冷冰仰倒上身躲過彈道,用單手撐住地面,一個後空翻躍下平台,也因此閃掉了林飛羽的第二槍。

「跑什麼呢!師傅!」

混雜著脫困的狂喜與沸騰到頂點的怒火,林飛羽突然跳起身來,大吼著追上前去:「再來奪我的槍啊!再來給我上課啊!跑什麼呢!」

可才踏出幾步,米娜便撲將上來,用雙臂抱住了他的左腿。

「在戰場上,片刻的遲疑導致死亡」——林飛羽想起冷冰曾經無數次向自己強調過的生存法則,咬了咬牙,決心對這個未成年的小姑娘痛下殺手。

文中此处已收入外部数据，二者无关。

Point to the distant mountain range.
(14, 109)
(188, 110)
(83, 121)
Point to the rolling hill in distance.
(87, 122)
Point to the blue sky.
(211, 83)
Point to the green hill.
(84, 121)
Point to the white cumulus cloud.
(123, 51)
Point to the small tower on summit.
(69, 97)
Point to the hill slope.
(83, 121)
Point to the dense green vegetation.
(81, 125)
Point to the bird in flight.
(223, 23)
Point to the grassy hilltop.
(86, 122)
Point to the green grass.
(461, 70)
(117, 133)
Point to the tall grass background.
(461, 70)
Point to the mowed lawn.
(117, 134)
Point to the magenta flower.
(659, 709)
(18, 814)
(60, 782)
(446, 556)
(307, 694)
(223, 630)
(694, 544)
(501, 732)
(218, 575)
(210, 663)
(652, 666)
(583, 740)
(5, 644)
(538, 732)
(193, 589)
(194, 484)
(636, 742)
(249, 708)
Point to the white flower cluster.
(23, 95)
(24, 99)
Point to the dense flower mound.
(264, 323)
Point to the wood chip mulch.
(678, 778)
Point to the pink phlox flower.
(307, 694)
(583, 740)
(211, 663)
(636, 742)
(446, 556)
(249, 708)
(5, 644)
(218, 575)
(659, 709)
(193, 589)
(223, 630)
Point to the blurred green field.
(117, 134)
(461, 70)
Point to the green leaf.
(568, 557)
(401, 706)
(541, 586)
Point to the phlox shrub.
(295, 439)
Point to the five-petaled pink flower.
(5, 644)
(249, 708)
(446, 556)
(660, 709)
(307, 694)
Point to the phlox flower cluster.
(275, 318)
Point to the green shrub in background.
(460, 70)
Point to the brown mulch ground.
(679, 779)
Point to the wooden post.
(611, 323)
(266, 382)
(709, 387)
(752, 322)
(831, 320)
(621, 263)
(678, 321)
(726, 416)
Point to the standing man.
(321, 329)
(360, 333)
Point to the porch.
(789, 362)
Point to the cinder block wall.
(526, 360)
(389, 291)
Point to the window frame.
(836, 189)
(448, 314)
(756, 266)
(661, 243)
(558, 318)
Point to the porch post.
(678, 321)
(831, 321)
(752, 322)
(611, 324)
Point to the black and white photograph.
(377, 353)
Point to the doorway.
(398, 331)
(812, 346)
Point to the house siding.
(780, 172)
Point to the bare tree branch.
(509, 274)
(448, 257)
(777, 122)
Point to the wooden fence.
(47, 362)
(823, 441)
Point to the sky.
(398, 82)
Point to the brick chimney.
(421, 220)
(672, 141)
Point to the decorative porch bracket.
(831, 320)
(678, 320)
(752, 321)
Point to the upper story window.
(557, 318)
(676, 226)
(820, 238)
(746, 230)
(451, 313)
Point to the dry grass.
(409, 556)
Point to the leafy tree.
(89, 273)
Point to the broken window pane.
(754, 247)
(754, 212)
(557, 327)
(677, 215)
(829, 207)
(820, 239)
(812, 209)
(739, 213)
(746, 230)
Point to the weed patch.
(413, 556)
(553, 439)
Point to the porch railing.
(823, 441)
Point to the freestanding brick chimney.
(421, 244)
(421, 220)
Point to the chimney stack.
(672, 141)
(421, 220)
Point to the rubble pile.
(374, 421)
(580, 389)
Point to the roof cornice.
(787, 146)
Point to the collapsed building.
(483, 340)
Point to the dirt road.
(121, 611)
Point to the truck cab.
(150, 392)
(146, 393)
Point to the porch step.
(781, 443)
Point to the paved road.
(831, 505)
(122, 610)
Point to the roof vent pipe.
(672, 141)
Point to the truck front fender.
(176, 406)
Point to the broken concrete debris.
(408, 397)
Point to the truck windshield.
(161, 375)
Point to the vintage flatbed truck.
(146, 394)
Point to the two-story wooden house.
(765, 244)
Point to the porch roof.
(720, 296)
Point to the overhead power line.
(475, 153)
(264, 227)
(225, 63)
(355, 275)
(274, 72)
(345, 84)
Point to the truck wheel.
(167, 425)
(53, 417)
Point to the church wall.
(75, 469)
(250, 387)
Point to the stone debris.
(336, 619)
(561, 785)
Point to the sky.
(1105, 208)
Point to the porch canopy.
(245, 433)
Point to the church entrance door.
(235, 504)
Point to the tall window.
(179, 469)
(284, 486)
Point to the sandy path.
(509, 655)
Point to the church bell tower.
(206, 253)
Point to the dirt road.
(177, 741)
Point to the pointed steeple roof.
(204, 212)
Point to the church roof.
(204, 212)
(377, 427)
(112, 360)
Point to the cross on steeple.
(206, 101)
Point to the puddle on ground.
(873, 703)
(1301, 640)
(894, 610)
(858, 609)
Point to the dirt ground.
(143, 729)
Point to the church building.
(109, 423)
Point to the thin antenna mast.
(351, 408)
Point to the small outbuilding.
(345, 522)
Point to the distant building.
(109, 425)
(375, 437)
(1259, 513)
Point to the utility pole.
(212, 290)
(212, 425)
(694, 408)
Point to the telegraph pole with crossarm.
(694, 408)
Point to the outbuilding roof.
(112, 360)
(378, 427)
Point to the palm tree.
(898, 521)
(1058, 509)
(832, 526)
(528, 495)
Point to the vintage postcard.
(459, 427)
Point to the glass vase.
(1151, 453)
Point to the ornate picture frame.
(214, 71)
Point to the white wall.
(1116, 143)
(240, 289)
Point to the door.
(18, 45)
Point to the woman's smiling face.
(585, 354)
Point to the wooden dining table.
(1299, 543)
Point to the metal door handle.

他低下槍口,看也不看便朝拖住自己小腿的米娜連射兩槍,女孩「唔嗯」一聲便鬆開了胳膊。

這當然不是一個紳士應有的舉動,但「除掉冷冰」的迫切慾望撲滅了此刻林飛羽所有的負罪感,他曾經的恩師與伯樂,現在已經蛻變成了精神失常的狂徒,在此時此地放過他,必將後患無窮。

而且,以冷冰的能力和經驗,要想再找到一個這樣能夠殺死他的絕佳機會,幾乎是天方夜譚了。

可冷冰還是跑了——雖然斷了一條胳膊,出了一地的血,他的動作卻依然矯捷飄逸,當林飛羽提著槍追到平台邊緣的時候,他早已不見了蹤影,而坑道里的一片混亂,更是讓追蹤血跡變成不可能完成的任務。

槍聲、慘叫聲和不知是什麼東西上躥下跳的鬼叫聲混在一起,配上眼前凄美而恐怖的景象,讓林飛羽驚得合不攏嘴巴,一時有些恍然失措。

那原本像是鴨梨的紅色隕石,從中間斷裂了開來,攤成不規則的六瓣,耷拉在地上。裡面的「果仁」紅得發紫,蒸騰向上的焰更是如濃霧般稠密。大大小小,無以計數的紅色碎片散在地上,布滿了整個礦坑。

一些人橫七豎八的躺倒在地,生死不明,他們中有人質也有僱傭兵,還有那個穿著防化服的伊藤博士。另一些人則在四下奔逃,握有步槍的士兵一邊慘烈地嚎著,一邊互相射擊,好像是已經精神崩潰了似的。

就在林飛羽六神無主的時候,突然感覺腳踝被什麼東西給「摸」了一下。

他低下頭,看到滿身是血的米娜正試圖攬住自己的雙腿。這女孩的動作雖然已經很是遲緩,眼神也有些渙散,卻絲毫沒有要放棄的意思。

「該死!」林飛羽不無驚訝一聲輕嘆,完全不敢相信自己的眼睛。

再怎麼看,趴在自己腳下的,就只是一個嬌小孱弱的女孩子而已。她背上的血窟窿表明自己非但沒有射偏,而且是直接命中了致死之處——肺葉被前後打了對穿,還是兩個洞。

那可是點四四口徑的沙漠之鷹!是點四四口徑的馬格南子彈!別說是成年男子,就算被打中的是頭犀牛,此刻應該也已經是氣息奄奄了。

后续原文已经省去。